Posé mi mano sobre su sexo encima de su braguita,
froté arriba y abajo para excitarla y luego me coloqué encima para que sintiera
el bulto oprimiendo encima de su sexo. Volví a frotar encima con la polla dura
como un palo, suavemente.
Lo hacía todo sin ninguna prisa, disfrutando del
deleite que suponía tenerla allí y queriendo alargar lo más posible ese momento
único, sin ser realmente consciente de donde nos encontrábamos. El constante vaivén del tren, el sonido de
las ruedas metálicas rozando en los raíles, el run run pausado de la marcha, lo
hacía todo aún más fascinante.
Tiré hacia debajo de sus braguitas, que fueron
deslizándose a través de sus delicadas piernas hasta desaparecer por los
pies. Ahora tú, dijo ella. Si, mi
pequeña princesa, ahora yo, le dije.
Volví a tenderme sobre su cuerpo con suavidad,
palpando su sexo con mi mano, frotando en su clítoris para aumentar su
estimulación, aunque realmente le ocurría como a mí, imposible estar ya más
estimulado, más excitado. Introduje un
dedo en su sexo, jugué en su interior con él, todo estaba a punto, su vagina
chorreaba.
Separé un poco sus piernas y mi pene buscó con ansia la
entrada del sabroso majar que lo esperaba, hizo varios intentos, pero por fin
encontró el camino adecuado y penetró sin resistencia hasta el fondo.

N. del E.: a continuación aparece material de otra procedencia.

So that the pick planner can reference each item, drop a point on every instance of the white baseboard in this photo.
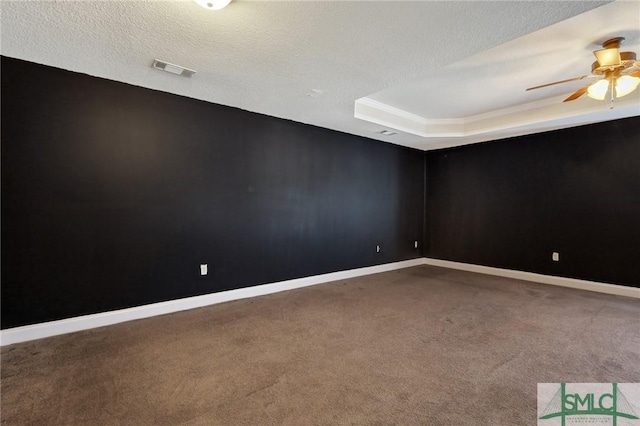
(85, 322)
(618, 290)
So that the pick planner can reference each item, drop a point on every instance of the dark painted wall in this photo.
(112, 196)
(511, 203)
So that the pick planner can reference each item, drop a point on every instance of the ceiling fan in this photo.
(617, 73)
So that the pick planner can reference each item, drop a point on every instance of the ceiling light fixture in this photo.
(213, 4)
(619, 74)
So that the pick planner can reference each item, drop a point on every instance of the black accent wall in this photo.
(511, 203)
(113, 195)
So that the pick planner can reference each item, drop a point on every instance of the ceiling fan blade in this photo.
(560, 82)
(581, 91)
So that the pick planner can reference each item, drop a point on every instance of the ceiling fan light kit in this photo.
(619, 72)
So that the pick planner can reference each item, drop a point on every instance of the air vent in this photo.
(172, 68)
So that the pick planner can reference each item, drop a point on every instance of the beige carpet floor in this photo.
(419, 346)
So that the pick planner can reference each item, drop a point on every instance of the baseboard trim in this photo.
(86, 322)
(618, 290)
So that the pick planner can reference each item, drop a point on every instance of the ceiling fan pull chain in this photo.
(612, 94)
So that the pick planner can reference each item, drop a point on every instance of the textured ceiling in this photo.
(268, 57)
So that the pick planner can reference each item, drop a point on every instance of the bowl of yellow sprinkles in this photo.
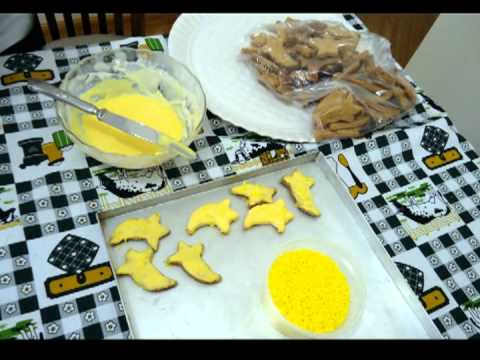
(314, 289)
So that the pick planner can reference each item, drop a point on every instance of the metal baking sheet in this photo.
(232, 308)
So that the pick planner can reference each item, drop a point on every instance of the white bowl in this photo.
(357, 291)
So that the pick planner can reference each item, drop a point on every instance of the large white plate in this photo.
(209, 44)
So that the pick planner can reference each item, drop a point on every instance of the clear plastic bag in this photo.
(348, 80)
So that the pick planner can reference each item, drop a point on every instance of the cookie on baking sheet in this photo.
(275, 214)
(299, 186)
(148, 229)
(189, 257)
(220, 215)
(255, 193)
(138, 265)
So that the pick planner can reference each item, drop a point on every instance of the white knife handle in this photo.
(61, 95)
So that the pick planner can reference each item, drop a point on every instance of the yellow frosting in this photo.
(139, 267)
(121, 97)
(189, 257)
(148, 229)
(275, 214)
(309, 290)
(255, 193)
(215, 214)
(299, 186)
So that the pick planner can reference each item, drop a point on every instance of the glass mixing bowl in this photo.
(115, 64)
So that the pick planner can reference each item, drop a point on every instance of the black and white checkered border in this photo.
(386, 225)
(16, 278)
(6, 175)
(66, 57)
(460, 186)
(455, 259)
(22, 109)
(389, 162)
(212, 163)
(455, 324)
(95, 316)
(57, 202)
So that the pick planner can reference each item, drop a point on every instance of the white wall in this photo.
(447, 67)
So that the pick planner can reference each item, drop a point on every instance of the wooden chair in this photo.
(54, 24)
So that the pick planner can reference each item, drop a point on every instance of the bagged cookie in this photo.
(348, 81)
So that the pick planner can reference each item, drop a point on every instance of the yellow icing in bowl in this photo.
(119, 97)
(309, 290)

Estuvimos haciendo el amor hasta que notamos la
disminución de la marcha y los chirridos de las ruedas anunciaban la llegada a
una nueva estación. Ni idea de dónde estábamos, ni idea de cuánto faltaba para
Harare, pero había que vestirse rápido otra vez pues la gente pronto empezaría
a subir al tren.
Llegamos a Harare a última hora de la tarde, poco
antes del anochecer. Yo tenía que ir al hotel y la chica a la casa de su tía,
pero dijo que iría más tarde y me acompañó hasta el hotel. Como no estaba
lejos, unos 15 minutos, fuimos a pie. Entramos los dos en la recepción y pedí
la habitación, ya con las llaves en al mano ella me dijo si quería que se
quedase conmigo hasta el día siguiente.
Si, por supuesto quería que se hubiese quedado conmigo esa noche, pero
no podía quitarme de la cabeza su edad, si realmente tendría los 18 o todavía
no. Si no los tenía, podía meterme en un
buen lío si ocurría algo inesperado. Le
dije que era mejor que fuese a la casa de su tía, que la estaría esperando y si
no llegaba se iba a preocupar. Dijo que
no había problema, la podía llamar desde el hotel para decirle que iría al día
siguiente. Pero entonces qué excusa le
iba a dar, ¿qué iba a quedarse con un extranjero en su hotel?. Realmente la sugerencia era altamente
tentadora, pero temí que pudiera haber alguna complicación, cualquiera sabe, no
conocía de nada a aquella chica, quizá su tía, cualquier otra persona, la
policía, podía presentarse allí en el hotel a buscarla y verme envuelto en una
serio problema.
A pesar de no estar de acuerdo con mi propia decisión,
le dije que prefería que fuese con su tía, ella, tal como hizo durante todo el
tiempo del viaje, asintió aceptando mi deseo.
Como ella solo iba a estar dos semanas en Harare y yo un mes en
Madagascar, le dije que si quería podíamos vernos en mi regreso a Bulawayo. Admitió la propuesta y me escribió en un
papel su dirección y teléfono, quedamos que en cuanto llegara a Bulawayo la
llamaría.
Dudé en pedirle que subiera antes a la habitación para
despedirnos allí de una manera más íntima, pero si lo hacíamos sabía que la
cosa se podía enredar. La vi alejarse
con cierta melancolía, tan solo había pasado unas horas con ella, pero no había traspasado la puerta de salida
del hotel y ya la estaba echando de menos.